Но он не подошел и даже не поднял голову. Казалось, он о чем-то задумался.
— Спишь? — спросила она его. — Давай, просыпайся. Пора вставать.
Она села в постели, зевнула, потянулась, почесала голову и облизала губы. Затем подошла к окну, захлопнула его и закрыла жалюзи.
Она остановилась перед большим зеркалом на двери, ведущей из спальни в коридор. Немножко обвисла грудь? Раздалась талия? Расплылась задница? Она подняла руки над головой, сцепила их и начала делать наклоны из стороны в сторону, слегка постанывая.
Десять наклонов в стороны. Затем десять приседаний, которые она выполняла, держась рукой за ручку дверцы шкафа. Затем упражнение для мышц живота. Затем наклоны вперед, касаясь руками пола и стараясь не сгибать трясущиеся колени. Десять раз.

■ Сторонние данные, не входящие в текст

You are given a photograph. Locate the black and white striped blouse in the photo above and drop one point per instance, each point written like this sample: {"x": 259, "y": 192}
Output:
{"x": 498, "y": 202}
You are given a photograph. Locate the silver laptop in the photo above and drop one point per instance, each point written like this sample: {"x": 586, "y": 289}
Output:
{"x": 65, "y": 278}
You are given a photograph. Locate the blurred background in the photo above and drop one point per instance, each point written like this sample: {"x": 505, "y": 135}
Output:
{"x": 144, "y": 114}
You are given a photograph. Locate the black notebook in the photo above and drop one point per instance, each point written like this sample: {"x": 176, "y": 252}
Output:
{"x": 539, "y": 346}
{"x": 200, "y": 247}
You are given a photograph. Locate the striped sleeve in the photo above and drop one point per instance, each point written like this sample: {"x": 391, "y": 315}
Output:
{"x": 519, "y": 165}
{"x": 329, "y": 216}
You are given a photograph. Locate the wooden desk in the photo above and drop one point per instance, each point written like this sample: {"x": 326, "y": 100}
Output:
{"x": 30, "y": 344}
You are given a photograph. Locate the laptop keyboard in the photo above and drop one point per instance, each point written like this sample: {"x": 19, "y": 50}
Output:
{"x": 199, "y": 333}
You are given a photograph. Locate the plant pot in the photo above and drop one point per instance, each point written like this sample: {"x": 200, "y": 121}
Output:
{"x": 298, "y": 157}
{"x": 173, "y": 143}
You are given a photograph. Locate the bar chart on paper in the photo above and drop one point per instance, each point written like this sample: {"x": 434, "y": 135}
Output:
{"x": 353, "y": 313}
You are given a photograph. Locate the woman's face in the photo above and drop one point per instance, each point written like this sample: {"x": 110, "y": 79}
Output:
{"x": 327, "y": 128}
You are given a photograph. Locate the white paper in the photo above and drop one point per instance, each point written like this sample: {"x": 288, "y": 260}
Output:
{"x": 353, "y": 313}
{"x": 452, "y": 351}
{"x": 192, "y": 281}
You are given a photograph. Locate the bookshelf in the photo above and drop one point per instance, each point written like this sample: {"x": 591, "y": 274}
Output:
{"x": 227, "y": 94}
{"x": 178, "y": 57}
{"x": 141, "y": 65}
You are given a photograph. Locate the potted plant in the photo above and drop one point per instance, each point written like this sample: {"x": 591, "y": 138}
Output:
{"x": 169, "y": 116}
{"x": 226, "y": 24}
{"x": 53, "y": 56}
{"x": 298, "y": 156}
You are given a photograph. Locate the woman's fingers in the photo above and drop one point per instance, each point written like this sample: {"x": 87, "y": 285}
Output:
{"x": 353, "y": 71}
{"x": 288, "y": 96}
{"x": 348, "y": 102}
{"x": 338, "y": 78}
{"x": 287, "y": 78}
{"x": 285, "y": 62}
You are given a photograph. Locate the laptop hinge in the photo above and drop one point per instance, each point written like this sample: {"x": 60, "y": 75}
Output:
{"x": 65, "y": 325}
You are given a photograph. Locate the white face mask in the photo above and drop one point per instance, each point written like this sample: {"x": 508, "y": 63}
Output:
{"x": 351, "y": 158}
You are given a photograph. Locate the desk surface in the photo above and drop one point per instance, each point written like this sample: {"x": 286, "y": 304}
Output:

Потом она сделала глубокий вдох, села на край кровати и закурила сигарету. Радио наигрывало «В старом Нью-Йорке». Глаза Рокко были открыты. Они следили за нею, но сам он не двигался. Она подошла и склонилась над ним, словно знак вопроса.
Она положила руку ему на лоб, пощупала нос. Он был теплым.
— Что случилось, детка? — спросила она. — Болит что-нибудь?
Он слабо пошевелил хвостом. Неожиданно из его пасти начали вырываться громкие астматические вздохи: «Ах-ха, ах-ха, ах-ха».
— Ты это прекрати, — сказала она, внезапно испугавшись. — Сейчас же прекрати.
Она положила руку ему на грудь. Через несколько минут он вновь задышал нормально — шумно с присвистом.
— Я принесу тебе молока, — пообещала она ему. — Я принесу тебе его прямо сюда. Тебе не нужно будет даже шевелиться.
Она прошла на кухню, налила молока в его миску, добавила немного теплой воды, разбила в миску сырое яйцо и, немного подумав, решила добавить несколько капель бренди. Она отнесла миску в спальню. Рокко лежал на полу, положив голову между лап. Он посмотрел на нее. Ей не понравилось, как он дышал. Что-то болезненное чувствовалось в его дыхании.
Она поставила миску перед его носом, но он даже не понюхал ее.
Она потрепала его по холке.
— Рокко, сладкий мой мальчик, — сказала она. — Мне так жаль, что ты плохо себя чувствуешь.
Она торопливо приняла душ, проглотила таблетку, вернулась обратно в спальню. Он лежал все так же, его голова по-прежнему покоилась между лап. Его глаза шарили по комнате. К завтраку он не притронулся.
— Лучше? — с надеждой спросила она. — Тебе лучше?
Она быстро одевалась. Она завязывала пояс, когда вновь услышала его отрывистое, болезненное дыхание. Он не мог остановиться. Все его тело содрогалось.
Чувствуя, что ее охватывает паника, она вновь нагнулась над ним, погладила его и попыталась утешить.
— Давай, детка, — прошептала она. — Давай же.